Ontologies in health: ready for prime time? IAO versus openEHR

A lot of ontology work has been going on for some years that comes loosely under the BFO and OBO activities, which stand to improve how computing in health is done. BFO is the Basic Formal Ontology, and OBO is the Open Biological and Biomedical Ontologies. Work from these efforts is currently being used to better structure the upper level of SNOMED CT, in cooperation with the IHTSDO, its owning organisation.

This week I had the opportunity to read a new paper by André Q Andrade, Maurício B Almeida and Stefan Schulz, entitled “Revisiting ontological foundations of the OpenEHR Entry Model” (PDF). This paper seeks to analyse the openEHR ‘clinical investigator ontology’ which Dr Sam Heard and I published in a MedInfo 2007 paper, using the Information Artefact Ontology (IAO) as the reference.

IAO ontology hierarchy

IAO ontology hierarchy

We need such a review, because openEHR archetypes are being created apace, and their classification and internal structure are not as disciplined as they need to be. This isn’t just an aesthetic concern: it may impact on computability.

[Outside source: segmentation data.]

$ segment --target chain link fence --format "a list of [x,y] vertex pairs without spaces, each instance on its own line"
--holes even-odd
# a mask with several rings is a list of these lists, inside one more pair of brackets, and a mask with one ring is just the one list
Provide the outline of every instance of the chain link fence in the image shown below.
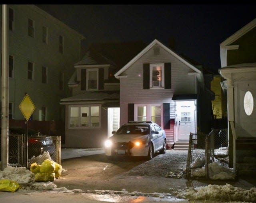
[[[2,153],[2,137],[0,135],[0,155]],[[25,158],[26,136],[8,135],[8,163],[10,166],[30,168],[35,162],[41,164],[44,160],[50,159],[61,164],[60,136],[29,136],[28,138],[28,160]],[[1,157],[0,157],[1,158]]]
[[209,177],[210,163],[228,162],[227,129],[212,129],[209,134],[190,133],[186,166],[187,177]]

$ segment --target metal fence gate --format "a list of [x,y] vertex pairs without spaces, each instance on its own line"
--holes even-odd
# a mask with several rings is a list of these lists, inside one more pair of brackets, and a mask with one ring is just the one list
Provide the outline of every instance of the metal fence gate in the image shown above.
[[209,177],[209,164],[228,162],[227,130],[213,129],[209,134],[190,133],[186,173],[188,178]]
[[[12,166],[26,166],[28,168],[33,162],[41,164],[45,159],[51,158],[61,164],[61,137],[29,136],[28,141],[28,160],[25,155],[25,136],[24,135],[8,135],[9,165]],[[47,138],[47,139],[46,139]],[[0,135],[0,159],[2,153],[1,136]],[[47,144],[47,142],[50,142]]]

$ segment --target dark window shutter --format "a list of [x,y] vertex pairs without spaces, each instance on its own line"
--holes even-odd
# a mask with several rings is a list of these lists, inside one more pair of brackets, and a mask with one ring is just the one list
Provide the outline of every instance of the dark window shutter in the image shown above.
[[104,89],[104,69],[99,69],[99,89]]
[[143,64],[143,89],[149,89],[149,63]]
[[172,85],[171,63],[164,63],[164,89],[170,89]]
[[170,103],[164,103],[164,129],[170,129]]
[[128,121],[134,120],[134,104],[128,104]]
[[81,70],[81,90],[86,90],[86,69]]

The IAO tries to fill the void in realist ontologies by defining an ontology of information. It’s the right thing to compare the openEHR Entry ontology to.

You can see the openEHR ontology below.

Here, the upper-case blue labels such as OBSERVATION etc are the names of classes in the openEHR Entry package.

This ontology is defined to be about information, specifically recordings in health, so we used short names like ‘history’ and ‘observation’ for the categories, on the understanding that these could not be confused with realist categories.

On review, this paper is somewhat disappointing, primarily because the IAO, which I had expected to be in good shape is in fact far from it, and I think of little use in health until it undergoes a complete review, preferably with some domain experts as participants. This isn’t a criticism of the IAO authors or intention – the intention is correct. It just needs to be better designed.

Other than that, the paper is a pleasure to read simply for the reason that the authors understand ontologies properly and don’t make the uninformed errors pervasive in many health informatics papers.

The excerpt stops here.